Jaccard similarity
This section is currently being developed. If you're interested in helping write this section, feel free to open a pull request; otherwise, please check back later.
Definition
Jaccard similarity is a statistic that measures the amount of overlap between two sets. It is defined as
\[J(A,B) = \frac{|A \cap B|}{|A \cup B|}\]
$J(A,B)$ is bounded by $0 \le J(A,B) \le 1$, with values close to 1 indicating high similarity and values close to 0 indicating low similarity.

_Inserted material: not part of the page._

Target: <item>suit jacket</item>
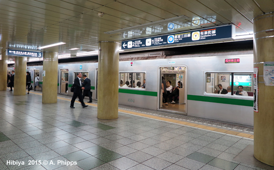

You can calculate Jaccard similarity with the LSHFunctions package by calling jaccard
:
julia> using LSHFunctions;
julia> A = Set([1, 2, 3]); B = Set([2, 3, 4]);
julia> jaccard(A,B) ==
length(A ∩ B) / length(A ∪ B) ==
0.5
true
MinHash
MinHash[Broder97] is a hash function for Jaccard similarity. It takes as input a set, and returns as output a UInt32
or a UInt64
. To sample a function from the MinHash LSH family, simply call MinHash
with the number of hash functions you want to generate:
julia> hashfn = MinHash(5);
julia> n_hashes(hashfn)
5
julia> hashtype(hashfn)
UInt64
julia> A = Set([1, 2, 3]);
julia> hashfn(A)
5-element Array{UInt64,1}:
0x21be0e591a3b69ea
0x19c5f638a776ab3c
0x63c12fd5d2f073ab
0x5c6b11e538a36352
0x129ef927e80a1b39
The probability of a collision for an individual hash between sets $A$ and $B$ is just equal to their Jaccard similarity, i.e.
\[Pr[h(A) = h(B)] = J(A,B)\]
Footnotes
- Broder97Broder, A. On the resemblance and containment of documents. Compression and Complexity of Sequences: Proceedings, Positano, Amalfitan Coast, Salerno, Italy, June 11-13, 1997. doi:10.1109/SEQUEN.1997.666900.